Le week-end précédent nous avions assisté, Bertrand et moi, à notre premier mariage gay, celui de deux de ses plus vieux amis, cadres supérieurs d’une grande firme,
qui s’unissaient après 33 ans de vie commune en la mairie très « gay friendly » du 16è arrondissement. Le maire bien sûr n’était pas là, mais un de ses adjoints, familier du couple, fit une très
beau discours et ne cacha pas son émotion devant le nombre de participants, parfois venus de fort loin, la salle pourtant vaste de la mairie ne pouvant suffire à les contenir…Difficile cependant
de ne pas ressentir comme "anachronique", involontairement comique, le contenu du texte officiel qui n'arrête pas de faire référence à l'éducation des enfants...Cet acte civil fut prolongée par
une cérémonie de mariage selon le rite « maçonnique »,assez grandiose, au siège d’une des grandes obédiences maçonniques, ce qui m’a donné l’occasion de pénétrer avec une curiosité distante un
univers qui m’était totalement inconnu. Les conversations que nous avons pu nouées, notamment avec plusieurs de leurs amies, lors de la réception qui s’en suivait, m’ont confirmé le caractère
volontairement « militant » de l’ampleur qui avait été donnée à cette belle cérémonie. L’occasion une fois encore d’apercevoir d’anciennes connaissances, pas toujours reconnues du premier coup
d’œil, comme ce jeune homme - en fait non, plus vraiment un jeune homme maintenant ! - qui m’aborda, sous les yeux intrigués et méfiants de Bertrand, en me disant « on se connait, tu es bien de
Bordeaux ? ». Ce n’est qu’à ce moment-là que j’ai sans hésitation identifié le jeune homme qui avait adhéré à l’association homosexuelle « Les nouveaux Achriens » (dont je fus l' un des
fondateurs sur bordeaux), en 1982, précisant qu’il était également membre de « David et Jonathan », association gay catholique….

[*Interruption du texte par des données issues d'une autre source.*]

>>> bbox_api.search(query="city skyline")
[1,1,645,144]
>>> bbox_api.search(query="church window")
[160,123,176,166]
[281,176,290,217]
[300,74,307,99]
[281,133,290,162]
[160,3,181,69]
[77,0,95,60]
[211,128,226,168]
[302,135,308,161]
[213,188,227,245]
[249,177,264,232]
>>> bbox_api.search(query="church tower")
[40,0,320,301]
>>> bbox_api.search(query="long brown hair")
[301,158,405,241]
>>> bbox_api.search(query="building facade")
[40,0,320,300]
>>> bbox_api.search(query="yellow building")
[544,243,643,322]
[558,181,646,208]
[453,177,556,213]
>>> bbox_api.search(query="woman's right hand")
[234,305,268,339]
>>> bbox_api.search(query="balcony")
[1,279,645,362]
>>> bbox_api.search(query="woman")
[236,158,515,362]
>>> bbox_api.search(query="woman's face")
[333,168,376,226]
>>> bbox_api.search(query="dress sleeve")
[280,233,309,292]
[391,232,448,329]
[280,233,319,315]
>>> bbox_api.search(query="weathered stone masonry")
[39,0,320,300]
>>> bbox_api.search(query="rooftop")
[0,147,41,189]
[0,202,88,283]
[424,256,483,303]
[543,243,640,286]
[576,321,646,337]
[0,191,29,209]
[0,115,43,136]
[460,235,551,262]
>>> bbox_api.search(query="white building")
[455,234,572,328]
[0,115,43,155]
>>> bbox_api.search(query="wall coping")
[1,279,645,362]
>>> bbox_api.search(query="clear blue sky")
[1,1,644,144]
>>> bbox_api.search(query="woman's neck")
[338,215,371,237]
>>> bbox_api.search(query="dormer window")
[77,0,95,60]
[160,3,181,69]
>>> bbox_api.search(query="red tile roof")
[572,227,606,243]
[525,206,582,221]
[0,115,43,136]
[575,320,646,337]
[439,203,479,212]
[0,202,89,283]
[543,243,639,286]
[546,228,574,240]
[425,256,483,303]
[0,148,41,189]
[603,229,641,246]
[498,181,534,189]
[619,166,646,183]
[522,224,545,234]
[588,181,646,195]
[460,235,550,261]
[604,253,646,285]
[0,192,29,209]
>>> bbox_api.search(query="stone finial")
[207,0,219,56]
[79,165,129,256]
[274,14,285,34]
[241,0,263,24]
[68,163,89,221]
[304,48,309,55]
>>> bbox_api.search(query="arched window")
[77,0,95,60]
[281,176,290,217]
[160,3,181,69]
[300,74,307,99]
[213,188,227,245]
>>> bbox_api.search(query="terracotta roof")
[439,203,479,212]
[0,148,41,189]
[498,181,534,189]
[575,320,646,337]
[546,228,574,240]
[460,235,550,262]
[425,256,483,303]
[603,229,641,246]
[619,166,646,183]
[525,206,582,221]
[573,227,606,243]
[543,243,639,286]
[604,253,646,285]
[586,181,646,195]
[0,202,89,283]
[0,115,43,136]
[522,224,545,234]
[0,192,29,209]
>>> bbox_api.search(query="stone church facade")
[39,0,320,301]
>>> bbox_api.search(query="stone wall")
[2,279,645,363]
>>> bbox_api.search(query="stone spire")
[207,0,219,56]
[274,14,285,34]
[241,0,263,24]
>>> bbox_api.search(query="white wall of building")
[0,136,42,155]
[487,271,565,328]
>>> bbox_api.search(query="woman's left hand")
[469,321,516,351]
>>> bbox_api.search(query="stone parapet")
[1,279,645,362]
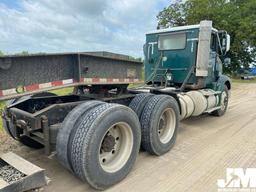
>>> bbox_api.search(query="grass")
[231,78,256,83]
[0,102,5,131]
[50,87,73,96]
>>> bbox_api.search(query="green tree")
[0,51,4,57]
[157,0,256,73]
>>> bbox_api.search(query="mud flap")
[0,152,49,192]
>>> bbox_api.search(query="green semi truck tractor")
[0,20,231,190]
[139,20,231,118]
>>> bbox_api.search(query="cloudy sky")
[0,0,170,57]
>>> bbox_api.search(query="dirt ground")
[1,83,256,192]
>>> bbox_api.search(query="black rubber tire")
[211,85,229,117]
[2,114,44,148]
[56,100,104,171]
[3,96,31,139]
[70,103,141,190]
[2,111,15,139]
[140,95,179,156]
[3,92,57,148]
[129,93,154,118]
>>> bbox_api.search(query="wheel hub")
[99,122,133,173]
[101,134,116,152]
[158,118,166,134]
[221,91,228,111]
[158,108,176,144]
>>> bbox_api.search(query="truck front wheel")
[212,85,229,116]
[70,103,141,190]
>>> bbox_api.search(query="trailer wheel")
[129,93,153,118]
[56,100,104,171]
[140,95,179,156]
[2,92,56,148]
[2,117,44,149]
[211,85,229,116]
[70,103,141,190]
[2,116,44,148]
[2,111,15,139]
[3,95,55,149]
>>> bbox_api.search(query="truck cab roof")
[146,24,218,35]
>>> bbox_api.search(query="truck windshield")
[158,33,186,50]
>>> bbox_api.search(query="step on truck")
[0,20,231,190]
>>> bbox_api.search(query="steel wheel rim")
[99,122,133,173]
[221,91,228,111]
[158,108,176,144]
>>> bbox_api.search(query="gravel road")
[1,83,256,192]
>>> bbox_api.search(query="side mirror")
[218,31,231,56]
[224,57,231,66]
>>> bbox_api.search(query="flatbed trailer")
[0,21,232,190]
[0,51,142,101]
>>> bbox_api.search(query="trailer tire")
[56,100,104,171]
[70,103,141,190]
[129,93,153,118]
[2,117,44,149]
[2,117,44,148]
[2,92,57,148]
[140,95,179,156]
[211,85,229,117]
[2,107,14,138]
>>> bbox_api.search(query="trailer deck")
[0,51,142,101]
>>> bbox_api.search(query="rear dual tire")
[56,100,104,171]
[57,102,141,190]
[129,93,153,118]
[140,95,179,156]
[129,94,179,156]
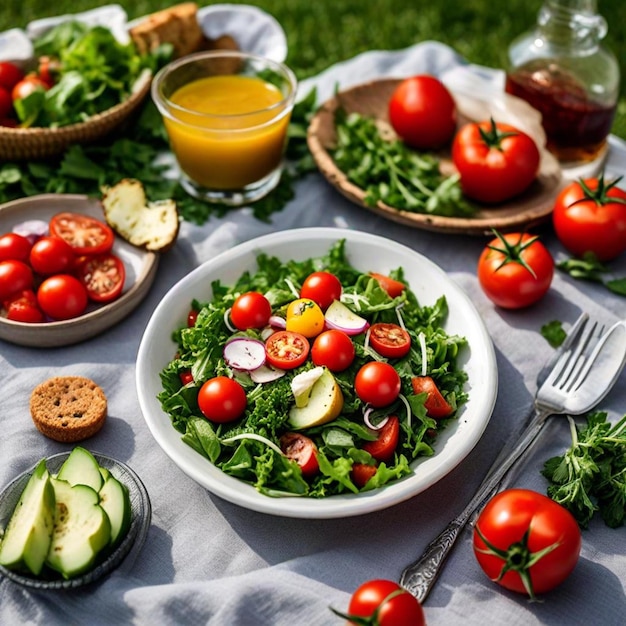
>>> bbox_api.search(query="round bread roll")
[30,376,107,443]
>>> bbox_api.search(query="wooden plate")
[307,78,565,236]
[0,194,159,348]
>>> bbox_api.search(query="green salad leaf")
[158,240,469,498]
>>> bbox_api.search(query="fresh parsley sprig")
[542,411,626,528]
[558,253,626,297]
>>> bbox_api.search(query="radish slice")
[12,219,48,244]
[223,337,266,371]
[324,300,369,335]
[250,364,286,383]
[269,315,286,329]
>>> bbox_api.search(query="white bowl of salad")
[136,228,497,518]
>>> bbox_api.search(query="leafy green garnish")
[331,109,474,217]
[158,240,469,497]
[558,253,626,297]
[542,411,626,528]
[541,320,566,348]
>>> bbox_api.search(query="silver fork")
[400,314,626,603]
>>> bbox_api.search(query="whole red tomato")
[552,175,626,261]
[452,118,540,203]
[332,579,425,626]
[388,75,457,150]
[477,231,554,309]
[473,489,581,600]
[0,61,24,91]
[0,86,12,119]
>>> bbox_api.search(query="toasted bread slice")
[102,179,179,253]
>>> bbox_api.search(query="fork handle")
[400,410,551,603]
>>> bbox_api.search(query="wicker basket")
[0,70,152,161]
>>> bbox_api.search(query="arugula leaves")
[542,412,626,528]
[558,253,626,297]
[331,109,474,217]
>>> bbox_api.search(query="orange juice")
[163,75,292,190]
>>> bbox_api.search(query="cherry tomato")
[198,376,247,423]
[279,432,319,478]
[311,329,355,372]
[369,272,406,298]
[37,274,88,320]
[552,176,626,261]
[179,371,194,386]
[473,489,581,600]
[337,579,426,626]
[49,212,115,256]
[37,56,60,88]
[388,75,457,150]
[11,75,49,101]
[351,463,378,489]
[0,232,32,262]
[4,289,44,323]
[76,253,125,303]
[477,231,554,309]
[0,87,12,119]
[0,61,25,91]
[29,236,76,275]
[286,298,325,338]
[369,323,411,358]
[0,259,33,300]
[230,291,271,330]
[411,376,454,418]
[362,416,400,462]
[265,331,310,370]
[452,118,540,204]
[300,271,342,310]
[355,361,401,407]
[187,309,199,327]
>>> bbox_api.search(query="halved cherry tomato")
[230,291,271,330]
[49,212,115,256]
[265,331,310,370]
[311,329,355,372]
[351,463,378,488]
[76,253,125,303]
[362,416,400,462]
[411,375,453,418]
[300,271,342,310]
[369,272,406,298]
[369,323,411,358]
[4,289,43,323]
[0,259,33,300]
[279,432,319,478]
[29,236,75,275]
[198,376,247,423]
[0,232,32,262]
[355,361,401,407]
[37,274,88,320]
[286,298,325,338]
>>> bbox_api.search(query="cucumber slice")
[0,460,55,576]
[99,475,131,547]
[57,447,103,492]
[46,478,111,579]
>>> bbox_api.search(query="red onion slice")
[269,315,287,329]
[12,219,48,244]
[363,406,389,431]
[324,300,369,336]
[223,337,266,371]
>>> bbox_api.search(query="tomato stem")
[478,117,519,151]
[329,588,408,625]
[486,229,540,279]
[474,523,561,601]
[575,174,626,207]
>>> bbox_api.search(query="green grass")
[4,1,625,139]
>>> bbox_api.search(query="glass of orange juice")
[151,51,298,206]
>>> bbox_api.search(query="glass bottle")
[505,0,620,166]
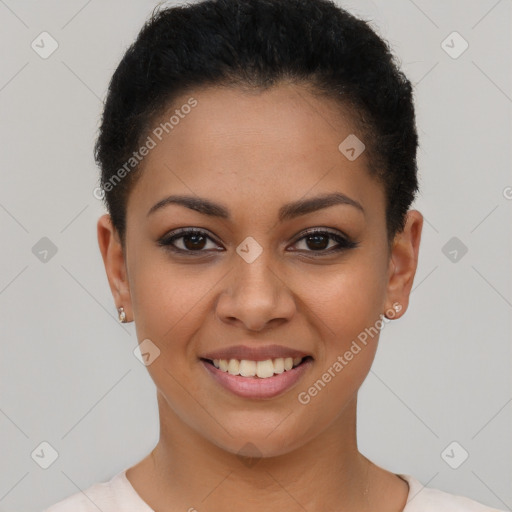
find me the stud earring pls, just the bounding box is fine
[118,306,127,323]
[384,302,403,319]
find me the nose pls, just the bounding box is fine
[215,249,296,332]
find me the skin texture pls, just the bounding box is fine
[97,82,423,512]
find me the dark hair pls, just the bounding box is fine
[94,0,419,246]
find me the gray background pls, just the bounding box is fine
[0,0,510,510]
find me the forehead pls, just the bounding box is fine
[155,83,360,160]
[127,83,384,221]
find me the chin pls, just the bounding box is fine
[201,416,311,460]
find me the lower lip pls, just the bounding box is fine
[201,358,313,399]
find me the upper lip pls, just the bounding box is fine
[200,344,312,362]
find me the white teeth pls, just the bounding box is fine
[273,357,285,374]
[227,359,240,375]
[210,356,306,378]
[239,360,257,377]
[256,359,274,378]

Nous avons terminé l’après-midi en allant voir « Hunger Games », film durant lequel je me suis endormi…le champagne sans doute….Difficile de donner une opinion sur
un film que je n'ai vue que par "bribes" entre deux soulèvements de paupière. L'occasion peut-être de dire combien j'ai apprécié, quelques jours auparavant, le brillantissime film de Roman
Polanski, "La Venus à la fourrure", huit clos théâtral tout en restant du grand cinéma, entre deux acteurs magistraux, Mathieu Amalric réussissant l'exploit de finir par ressembler au
réalisateur, dont la vie privée sous la domination de la femme -Adam vaincue par Eve- est ici fantasmée.
La fin du week-end fut quelque peu assombrie par l'annonce de la mort de Peter O'Toole, acteur qu'adolescent j'adulais, pas seulement pour son interprétation
inoubliable de Laurence d'Arabie, mais aussi pour celle de Lord Jim et quelques années plus tard pour sa prestation hallucinée dans "la Nuit des généraux".